One flaw in this approach is that it isn’t likely to win many converts. In all the debates in which Dawkins has argued with believers, there can’t have been many occasions when someone has said: “Ah NOW I see: we’re organisms composed of a complex series of particles. So that goddess with all the arms must be a load of bollocks.”
He can’t seem to grasp that what’s obvious to him might not look that way if you’ve been brought up in Catholic rural Spain or on the banks of the Ganges, so dealing with the intricacies of people’s ideas requires more than yelling science at them. If Dawkins were asked to treat an anorexic, he’d say: “This will be easy,” and shout, “Look – you’re NOT FAT, I’ll pick you up and chuck you over the wardrobe. THEN you’ll calculate that a man of my years couldn’t throw an adult unless they were in need of fattening up. So get these down you – they’re some pork pies I’ve got left over from Ramadan.”
The modern atheist often points to atrocities carried out by religious institutions, such as the tyranny of the Taliban or the child abuse of the Catholic Church, but isn’t it the actions of these people that are vile, not the religion itself? Unless your attitude is: “Those priests are a disgrace. They sexually abused children, covered it up for decades, then to top it all they give out stupid wafers in their service. How sick can you get”?
The contradictions of religion are certainly confusing. I spent a morning at a Sikh temple recently, where 4,000 free meals are provided for anyone who wants one, and hypnotic musicians play all day amid an addictive tranquillity. Everyone you meet exudes joy and respect, until I thought: “I reckon I could be a Sikh.” Then an elder informed me of the guru who fought for the Sikh people with such courage, that when his head was chopped off he carried on fighting for the rest of the day, blessed as he was by God.
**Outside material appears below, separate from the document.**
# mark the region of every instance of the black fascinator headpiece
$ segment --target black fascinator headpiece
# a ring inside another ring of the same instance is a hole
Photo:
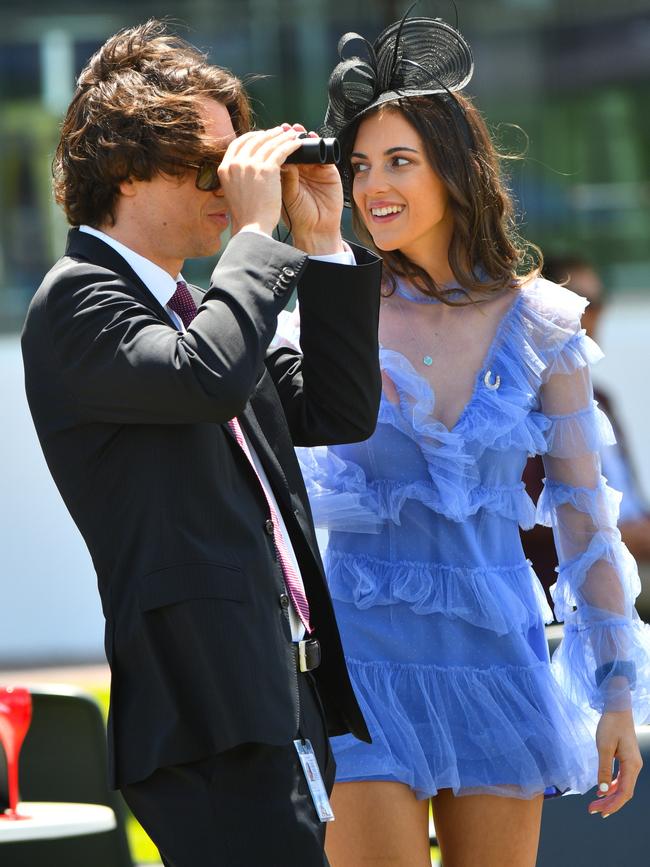
[[[462,112],[452,93],[462,90],[474,72],[469,45],[440,18],[409,18],[409,12],[380,33],[372,45],[358,33],[341,37],[341,61],[329,80],[324,135],[344,138],[362,115],[406,96],[443,94]],[[352,43],[360,43],[365,56],[346,57]],[[346,167],[340,169],[349,205],[350,178]]]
And if I’m honest, I think that’s where we had to agree to differ.
Even so, there’s so much to experience and discuss with followers at this temple – the process that led them from the Punjab to west London, the food, customs, community and music – so to start your acquaintance by explaining to them that you can’t run around without a head, maybe by performing a series of experiments with goats on the steps of the temple, would cut you off from any of that. In any case, if you turned up at Richard Dawkins’s house with 4,000 mates, I’d be surprised if you all got a meal out of him.
It’s almost as if the modern atheist is in agreement with the religious fundamentalist that a person’s attitude towards God is the most important aspect of their character.
This may be why, even among atheists, the strident anti-religious stance of those like Richard Dawkins appears less attractive than The Book of Mormon, whose creators said: “We wanted to write a love letter from atheists to religion.”
That must be the most heartening attitude of all, though if you were to take Cliff Richard and Abu Hamza to see it, they would probably literally explode in a fireball. Then millions from round the world would flock to see the site of such a miracle.